The Web and The Root

Usually the circus would arrive at a new town very early in the morning, before daybreak. He would go into town immediately: he would go to the markets, or with farmers who had come in for the circus. He felt and saw the purity of first light, he heard the sweet and sudden lutings of first birds, and suddenly he was filled with the earth and morning in new towns, among new men. He walked among the farmers’ wagons, and he dealt with them on the spot for the prodigal plenty of their wares—the country melons bedded in sweet hay, the cool, sweet pounds of butter wrapped in clean, wet cloths, with dew and starlight still upon them, the enormous battered cans foaming with fresh milk, the new-laid eggs which he bought by the gross and hundred dozen, the tender, limey pullets by the score, the delicate bunches of green scallions, the heavy red ripeness of huge tomatoes, the sweet-leaved lettuces, crisp as celery, the fresh-podded peas and the succulent young beans, as well as the potatoes spotted with the loamy earth, the winy apples, the peaches, and the cherries, the juicy corn stacked up in shocks of luring green, and the heavy, blackened rinds of the home-cured hams and bacons.


As the markets opened, he would begin to trade and dicker with the butchers for their finest cuts of meat. They would hold great roasts up in their gouted fingers, they would roll up tubs of fresh-ground sausage, they would smack with their long palms the flanks of beeves and porks. He would drive back to the circus with a wagon full of meat and vegetables.
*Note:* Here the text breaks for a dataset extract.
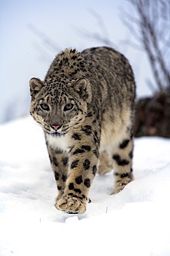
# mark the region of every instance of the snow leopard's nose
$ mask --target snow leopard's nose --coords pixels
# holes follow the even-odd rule
[[[52,124],[50,124],[50,125],[55,131],[59,130],[62,127],[62,125],[52,125]]]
At the circus ground the people were already in full activity. He could hear the wonderful timed tattoo of sledges on the driven stakes, the shouts of men riding animals down to water, the slow clank and pull of mighty horses, the heavy rumble of the wagons as they rolled down off the circus flat cars. By now the eating tent would be erected, and, as he arrived, he could see the cooks already busy at their ranges, the long tables set up underneath the canvas with their rows of benches, their tin plates and cups. There would be the amber pungency of strong coffee, and the smell of buckwheat batter.

Then the circus people would come in for breakfast. The food they ate was as masculine and fragrant as the world they dwelt in. It belonged to the warmed, stained world of canvas, the clean and healthful odor of the animals, and the wild, sweet, lyric nature of the land on which they lived as wanderers. And it was there for the asking with a fabulous and stupefying plenty, golden and embrowned. They ate stacks of buckwheat cakes, smoking hot, soaked in hunks of yellow butter, which they carved at will with a wide, free gesture from the piled prints on the table, and which they garnished with ropes of heavy black molasses, or with maple syrup. They ate big steaks for breakfast, hot from the pan and thick with onions; they ate whole melons, crammed with the ripeness of the deep-pink meat, rashers of bacon, and great platters of fried eggs, or eggs scrambled with calves’ brains. They helped themselves from pyramids of fruit piled up at intervals on the table—plums, peaches, apples, cherries, grapes, oranges, and bananas. They had great pitchers of thick cream to pour on everything, and they washed their hunger down with pint mugs of strong, deep-savored coffee.

For their midday meal they would eat fiercely, hungrily, with wolfish gusto, mightily with knit brows and convulsive movements of their corded throats. They would eat great roasts of beef with crackled hides, browned in their juices, rare and tender; hot chunks of delicate pork with hems of fragrant fat; delicate young broiled chickens; twelve-pound pot roasts, cooked for hours in an iron pot with new carrots, onions, sprouts, and young potatoes; together with every vegetable that the season yielded—huge roasting ears of corn, smoking hot, piled like cordwood on two-foot platters, tomatoes cut in slabs with wedges of okra and succotash, and raw onions, mashed potatoes whipped to a creamy batter, turnips, fresh peas cooked in butter, and fat, strong beans seasoned with the flavor of big chunks of pork. In addition they had every fruit that the place and time afforded: hot crusty apple, peach, and cherry pies, encrusted with cinnamon; puddings and cakes of every sort; and blobbering cobblers inches deep.

Thus the circus moved across America, from town to town, from state to state, eating its way from Maine into the great plains of the West, eating its way along the Hudson and the Mississippi Rivers, eating its way across the prairies and from the North into the South.

Abroad in this ocean of earth and vision, the boy thought of his father’s land, of its great red barns, its clear familiarity and its haunting strangeness, and its lovely and tragic beauty. He thought of its smell of harbors and its rumors of the sea, the city, and the ships, its wine-ripe apples and its brown-red soil, its snug, weathered houses, its lyric, unutterable ecstasy.

A wonderful thing happened. One morning he awoke suddenly to find himself staring straight up at the pulsing splendor of the stars. At first he did not know where he was. The circus train had stopped in the heart of the country, for what reason he did not know. He could hear the languid and intermittent breathing of the engine, the strangeness of men’s voices in the dark, the casual stamp of the horses in their cars, and all around him the attentive and vital silence of the earth.